Ancient Kung Fu technique of “grease monkey break the toe.” The tire was part of a three part circuit, sprint uphill for five minutes and walk back down, flip the tires for five minutes, and farmers walk with a fifty, sixty or seventy pound dumbell or kettlebell for five minutes, no rest in between. It’s amazing what a good workout you can get in fifteen minutes. John has a dog that’s partially paralyzed in the back legs and thus a teeny bit incontinent, so I had dog poop on my tire. Flip, flip, there it is, flip, flip, there it is, etc.
Probably not in Texas, but I’m not sure about California. I was actually mildly worried I woould bounce the sledge back up into my forehead and knock myself out cold.
The wheelbarrow was part of the “Pit Mile,” a one mile run, push the wheelbarrow with your bodyweight in weights in it (200 lbs for me) uphill for maybe a quarter mile, and throw an eighty pound medicine ball uphill for maybe an eighth of a mile. The mile run was a nice warmup, but the wheelbarrow was tough, like a walking deadlift uphill. I’d done a lot of running and deadlifting in the weeks before and was able to motor through it without having to set it down, but I was sucking and blowing air like a blacksmith’s bellows. I finished the wheelbarrow nearly half the course ahead of the pack, but the medicine ball throw was a real bitch and most of the frontrunners caught up to me. The fight team did a similar workout with twice their bodyweight in the wheelbarrow. Glover pushed 400 lbs. about as easily as I pushed 200. The guy’s a machine.
New Year’s Eve in Austin.
If I want to go back, I have to sell the Corvette (which she hates).

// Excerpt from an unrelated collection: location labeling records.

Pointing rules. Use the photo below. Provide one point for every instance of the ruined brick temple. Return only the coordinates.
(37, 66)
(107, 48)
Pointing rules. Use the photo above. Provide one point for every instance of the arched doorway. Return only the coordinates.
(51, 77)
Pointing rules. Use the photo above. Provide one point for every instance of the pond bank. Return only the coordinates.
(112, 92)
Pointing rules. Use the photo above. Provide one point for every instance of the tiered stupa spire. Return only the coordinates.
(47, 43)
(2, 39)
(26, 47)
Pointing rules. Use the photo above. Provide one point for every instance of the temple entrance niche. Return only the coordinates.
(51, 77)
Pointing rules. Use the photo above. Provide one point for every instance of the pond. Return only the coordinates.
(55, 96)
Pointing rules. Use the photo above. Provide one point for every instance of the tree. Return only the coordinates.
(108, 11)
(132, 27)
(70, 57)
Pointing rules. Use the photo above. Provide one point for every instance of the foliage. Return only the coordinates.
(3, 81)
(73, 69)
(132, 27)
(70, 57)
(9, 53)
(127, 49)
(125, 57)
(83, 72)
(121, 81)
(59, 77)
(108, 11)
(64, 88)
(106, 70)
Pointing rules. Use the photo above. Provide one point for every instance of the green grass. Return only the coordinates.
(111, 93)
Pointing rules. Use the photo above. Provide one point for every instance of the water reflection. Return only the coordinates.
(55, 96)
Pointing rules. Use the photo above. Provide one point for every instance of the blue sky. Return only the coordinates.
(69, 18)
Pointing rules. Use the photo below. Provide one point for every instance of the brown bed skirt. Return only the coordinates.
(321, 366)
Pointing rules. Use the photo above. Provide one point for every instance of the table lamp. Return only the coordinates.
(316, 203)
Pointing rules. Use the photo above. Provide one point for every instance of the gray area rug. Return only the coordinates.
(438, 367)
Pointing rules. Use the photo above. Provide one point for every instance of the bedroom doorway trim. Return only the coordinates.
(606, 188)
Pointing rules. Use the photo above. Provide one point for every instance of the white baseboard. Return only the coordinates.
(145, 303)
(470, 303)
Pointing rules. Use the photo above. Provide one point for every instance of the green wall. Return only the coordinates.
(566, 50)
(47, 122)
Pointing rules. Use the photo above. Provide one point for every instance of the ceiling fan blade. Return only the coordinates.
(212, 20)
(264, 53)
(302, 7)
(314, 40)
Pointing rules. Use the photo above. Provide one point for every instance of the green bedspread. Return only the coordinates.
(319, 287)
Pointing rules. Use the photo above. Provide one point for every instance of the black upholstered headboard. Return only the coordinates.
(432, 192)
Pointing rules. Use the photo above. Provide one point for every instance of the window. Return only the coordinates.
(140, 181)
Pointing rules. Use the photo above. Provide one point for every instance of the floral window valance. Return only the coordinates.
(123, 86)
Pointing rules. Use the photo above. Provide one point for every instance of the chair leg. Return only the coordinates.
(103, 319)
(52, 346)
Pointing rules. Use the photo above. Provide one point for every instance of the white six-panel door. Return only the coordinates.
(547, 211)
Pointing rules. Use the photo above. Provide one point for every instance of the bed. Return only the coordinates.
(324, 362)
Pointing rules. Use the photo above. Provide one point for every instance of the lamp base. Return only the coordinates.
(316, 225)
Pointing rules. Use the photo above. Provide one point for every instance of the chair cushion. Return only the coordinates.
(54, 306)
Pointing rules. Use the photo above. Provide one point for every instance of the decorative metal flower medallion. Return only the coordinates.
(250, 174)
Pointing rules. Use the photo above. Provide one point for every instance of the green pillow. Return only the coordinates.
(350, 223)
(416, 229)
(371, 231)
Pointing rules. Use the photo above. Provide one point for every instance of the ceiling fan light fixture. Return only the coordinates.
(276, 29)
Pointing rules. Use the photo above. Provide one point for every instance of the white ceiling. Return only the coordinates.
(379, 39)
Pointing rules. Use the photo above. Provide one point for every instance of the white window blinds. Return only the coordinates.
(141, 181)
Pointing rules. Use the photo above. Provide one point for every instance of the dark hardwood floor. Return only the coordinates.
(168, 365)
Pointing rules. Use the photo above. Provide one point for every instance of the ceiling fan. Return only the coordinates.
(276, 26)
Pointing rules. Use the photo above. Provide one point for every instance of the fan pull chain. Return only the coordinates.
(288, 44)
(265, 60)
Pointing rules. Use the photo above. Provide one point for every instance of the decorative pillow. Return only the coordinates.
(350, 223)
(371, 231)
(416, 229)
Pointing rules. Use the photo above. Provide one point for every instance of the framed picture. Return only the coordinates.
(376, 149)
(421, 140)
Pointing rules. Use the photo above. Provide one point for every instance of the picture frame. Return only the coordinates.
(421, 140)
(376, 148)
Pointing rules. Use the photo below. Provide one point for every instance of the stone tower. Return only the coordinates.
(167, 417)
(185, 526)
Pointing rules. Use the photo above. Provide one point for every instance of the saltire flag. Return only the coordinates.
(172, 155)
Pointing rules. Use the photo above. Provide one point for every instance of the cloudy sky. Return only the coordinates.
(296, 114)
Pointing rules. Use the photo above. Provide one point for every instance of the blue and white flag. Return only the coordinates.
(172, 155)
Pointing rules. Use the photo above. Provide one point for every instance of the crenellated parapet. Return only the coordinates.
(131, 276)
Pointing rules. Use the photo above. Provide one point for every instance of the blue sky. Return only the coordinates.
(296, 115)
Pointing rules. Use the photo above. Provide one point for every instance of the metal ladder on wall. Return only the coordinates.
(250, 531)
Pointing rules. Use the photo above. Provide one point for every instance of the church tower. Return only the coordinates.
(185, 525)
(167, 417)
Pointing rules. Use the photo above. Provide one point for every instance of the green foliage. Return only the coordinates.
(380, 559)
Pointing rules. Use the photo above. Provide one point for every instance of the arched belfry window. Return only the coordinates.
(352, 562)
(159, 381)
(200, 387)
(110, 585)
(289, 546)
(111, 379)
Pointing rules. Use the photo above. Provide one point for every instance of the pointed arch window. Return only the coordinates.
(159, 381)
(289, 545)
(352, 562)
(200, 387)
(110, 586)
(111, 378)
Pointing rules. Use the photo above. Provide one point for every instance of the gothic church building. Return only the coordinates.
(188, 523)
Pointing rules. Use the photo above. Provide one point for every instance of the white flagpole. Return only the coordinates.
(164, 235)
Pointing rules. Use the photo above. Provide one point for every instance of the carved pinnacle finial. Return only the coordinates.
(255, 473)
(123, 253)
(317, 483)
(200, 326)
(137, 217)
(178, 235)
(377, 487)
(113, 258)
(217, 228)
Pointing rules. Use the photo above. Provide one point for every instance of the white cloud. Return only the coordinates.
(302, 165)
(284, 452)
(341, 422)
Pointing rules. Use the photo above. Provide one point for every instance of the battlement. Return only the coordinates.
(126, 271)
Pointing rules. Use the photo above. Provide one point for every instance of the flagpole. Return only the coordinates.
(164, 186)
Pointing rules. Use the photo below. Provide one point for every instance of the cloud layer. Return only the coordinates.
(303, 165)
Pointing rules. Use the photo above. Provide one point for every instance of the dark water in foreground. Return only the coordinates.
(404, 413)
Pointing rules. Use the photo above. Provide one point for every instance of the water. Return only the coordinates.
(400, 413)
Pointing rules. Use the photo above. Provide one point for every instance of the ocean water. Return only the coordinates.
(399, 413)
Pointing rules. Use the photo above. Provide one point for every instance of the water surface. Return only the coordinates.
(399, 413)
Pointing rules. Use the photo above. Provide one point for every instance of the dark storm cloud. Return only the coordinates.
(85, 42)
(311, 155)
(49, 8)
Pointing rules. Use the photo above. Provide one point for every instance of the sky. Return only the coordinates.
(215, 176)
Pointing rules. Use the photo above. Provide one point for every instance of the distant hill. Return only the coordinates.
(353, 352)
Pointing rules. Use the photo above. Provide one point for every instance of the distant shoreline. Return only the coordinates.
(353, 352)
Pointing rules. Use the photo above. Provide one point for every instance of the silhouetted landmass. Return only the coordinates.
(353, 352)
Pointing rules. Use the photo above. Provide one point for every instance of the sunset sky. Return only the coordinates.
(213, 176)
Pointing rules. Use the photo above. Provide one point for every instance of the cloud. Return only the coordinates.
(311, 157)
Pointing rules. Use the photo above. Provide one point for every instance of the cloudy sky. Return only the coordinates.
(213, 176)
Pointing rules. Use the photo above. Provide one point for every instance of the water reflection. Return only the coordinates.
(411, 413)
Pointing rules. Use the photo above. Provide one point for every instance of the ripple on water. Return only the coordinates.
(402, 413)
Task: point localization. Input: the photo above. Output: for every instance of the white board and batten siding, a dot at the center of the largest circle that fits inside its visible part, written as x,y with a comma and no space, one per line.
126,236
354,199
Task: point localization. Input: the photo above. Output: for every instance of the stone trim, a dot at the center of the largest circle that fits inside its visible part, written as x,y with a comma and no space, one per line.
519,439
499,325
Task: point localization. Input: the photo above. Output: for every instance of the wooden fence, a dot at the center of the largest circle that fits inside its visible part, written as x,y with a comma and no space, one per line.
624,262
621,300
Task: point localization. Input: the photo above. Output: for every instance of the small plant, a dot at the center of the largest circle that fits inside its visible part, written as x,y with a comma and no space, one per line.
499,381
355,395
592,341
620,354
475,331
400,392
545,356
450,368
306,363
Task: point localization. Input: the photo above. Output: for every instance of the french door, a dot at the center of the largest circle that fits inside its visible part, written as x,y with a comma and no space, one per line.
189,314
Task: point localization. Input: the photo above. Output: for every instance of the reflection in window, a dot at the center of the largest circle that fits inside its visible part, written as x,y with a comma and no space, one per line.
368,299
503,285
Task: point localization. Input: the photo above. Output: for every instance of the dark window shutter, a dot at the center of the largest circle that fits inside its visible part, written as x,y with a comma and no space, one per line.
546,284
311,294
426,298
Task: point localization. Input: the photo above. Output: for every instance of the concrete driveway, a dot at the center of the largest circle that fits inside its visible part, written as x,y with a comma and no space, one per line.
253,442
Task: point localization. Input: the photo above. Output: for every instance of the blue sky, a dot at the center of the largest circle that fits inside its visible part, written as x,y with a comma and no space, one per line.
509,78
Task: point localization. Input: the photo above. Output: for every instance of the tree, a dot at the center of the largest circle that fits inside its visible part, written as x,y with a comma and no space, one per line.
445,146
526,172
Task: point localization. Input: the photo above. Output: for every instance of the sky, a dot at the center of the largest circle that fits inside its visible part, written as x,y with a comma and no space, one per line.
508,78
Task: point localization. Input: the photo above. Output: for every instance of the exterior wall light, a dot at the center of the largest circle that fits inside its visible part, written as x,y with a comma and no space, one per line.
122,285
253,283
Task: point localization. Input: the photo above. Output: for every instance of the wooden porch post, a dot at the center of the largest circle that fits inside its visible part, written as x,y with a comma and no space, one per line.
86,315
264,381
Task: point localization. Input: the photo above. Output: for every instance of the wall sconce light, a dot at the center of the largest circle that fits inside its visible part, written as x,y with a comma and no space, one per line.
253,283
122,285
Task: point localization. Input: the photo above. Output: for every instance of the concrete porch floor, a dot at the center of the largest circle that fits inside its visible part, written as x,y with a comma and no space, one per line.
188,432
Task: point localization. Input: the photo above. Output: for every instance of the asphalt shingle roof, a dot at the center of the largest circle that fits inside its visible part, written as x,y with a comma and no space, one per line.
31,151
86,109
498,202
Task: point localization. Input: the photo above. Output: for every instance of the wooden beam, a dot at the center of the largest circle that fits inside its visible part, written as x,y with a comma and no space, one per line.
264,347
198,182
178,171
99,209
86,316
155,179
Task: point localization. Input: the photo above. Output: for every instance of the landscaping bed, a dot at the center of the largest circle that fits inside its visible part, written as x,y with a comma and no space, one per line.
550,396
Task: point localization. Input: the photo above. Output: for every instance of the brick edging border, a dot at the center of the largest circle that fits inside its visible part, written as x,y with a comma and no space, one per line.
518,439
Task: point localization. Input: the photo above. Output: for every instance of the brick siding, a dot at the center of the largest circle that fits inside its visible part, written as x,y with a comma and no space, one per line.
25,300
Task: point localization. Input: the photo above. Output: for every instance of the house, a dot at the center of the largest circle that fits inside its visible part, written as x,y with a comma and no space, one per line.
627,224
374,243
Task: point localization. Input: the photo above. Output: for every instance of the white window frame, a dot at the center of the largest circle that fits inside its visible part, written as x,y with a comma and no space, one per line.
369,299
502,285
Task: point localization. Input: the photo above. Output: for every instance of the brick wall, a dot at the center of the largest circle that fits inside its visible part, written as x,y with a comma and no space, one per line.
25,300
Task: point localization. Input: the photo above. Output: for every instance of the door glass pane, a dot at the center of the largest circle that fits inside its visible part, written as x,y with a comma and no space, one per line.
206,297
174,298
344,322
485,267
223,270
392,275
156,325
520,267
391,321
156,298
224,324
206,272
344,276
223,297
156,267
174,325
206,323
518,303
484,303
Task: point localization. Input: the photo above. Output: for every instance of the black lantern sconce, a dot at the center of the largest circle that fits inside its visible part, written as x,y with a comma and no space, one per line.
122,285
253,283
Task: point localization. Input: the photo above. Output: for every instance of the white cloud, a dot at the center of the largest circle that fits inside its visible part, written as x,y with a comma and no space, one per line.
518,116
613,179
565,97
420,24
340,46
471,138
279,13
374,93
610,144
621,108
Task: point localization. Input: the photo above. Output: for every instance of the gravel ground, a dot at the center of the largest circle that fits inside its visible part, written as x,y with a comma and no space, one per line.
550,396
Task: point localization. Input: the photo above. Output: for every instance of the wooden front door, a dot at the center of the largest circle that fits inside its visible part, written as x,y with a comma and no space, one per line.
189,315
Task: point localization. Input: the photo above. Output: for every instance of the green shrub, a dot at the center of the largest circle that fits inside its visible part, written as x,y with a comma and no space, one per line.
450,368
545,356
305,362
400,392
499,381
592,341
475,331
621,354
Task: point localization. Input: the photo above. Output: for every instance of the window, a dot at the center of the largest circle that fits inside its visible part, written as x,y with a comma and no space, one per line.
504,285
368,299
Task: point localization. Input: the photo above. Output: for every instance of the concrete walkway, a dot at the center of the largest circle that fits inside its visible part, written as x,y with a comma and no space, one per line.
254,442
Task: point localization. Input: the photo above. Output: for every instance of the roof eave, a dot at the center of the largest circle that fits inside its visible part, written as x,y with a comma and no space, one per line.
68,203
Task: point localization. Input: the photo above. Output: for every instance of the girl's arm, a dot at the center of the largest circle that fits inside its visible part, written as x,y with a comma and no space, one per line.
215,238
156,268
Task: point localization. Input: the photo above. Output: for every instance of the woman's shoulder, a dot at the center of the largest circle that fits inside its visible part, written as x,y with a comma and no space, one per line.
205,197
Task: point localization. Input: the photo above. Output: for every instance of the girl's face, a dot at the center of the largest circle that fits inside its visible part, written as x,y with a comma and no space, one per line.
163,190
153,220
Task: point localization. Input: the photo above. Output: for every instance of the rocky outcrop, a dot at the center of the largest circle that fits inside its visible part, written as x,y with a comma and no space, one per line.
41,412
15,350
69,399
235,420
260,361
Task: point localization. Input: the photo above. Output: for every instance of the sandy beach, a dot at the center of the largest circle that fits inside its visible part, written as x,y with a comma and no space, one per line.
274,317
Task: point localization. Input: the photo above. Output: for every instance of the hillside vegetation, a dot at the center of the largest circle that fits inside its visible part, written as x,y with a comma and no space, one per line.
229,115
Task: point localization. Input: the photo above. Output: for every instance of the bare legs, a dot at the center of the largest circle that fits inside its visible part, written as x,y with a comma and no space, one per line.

Well, bear in mind he’s grimacing in pain. In person he actually looks a lot like James Coburn. That’s Bob, aka “Big Bad Bob.” He’s an 8th degree Kajukenbo professor and owns his own Pit affiliated school in Oregon. He’s in his mid-fifties and is in phenomenal shape. I was neck and neck with him on most of our drills, but he had an injured shoulder. If he hadn’t been hurt he’d have blown my doors off.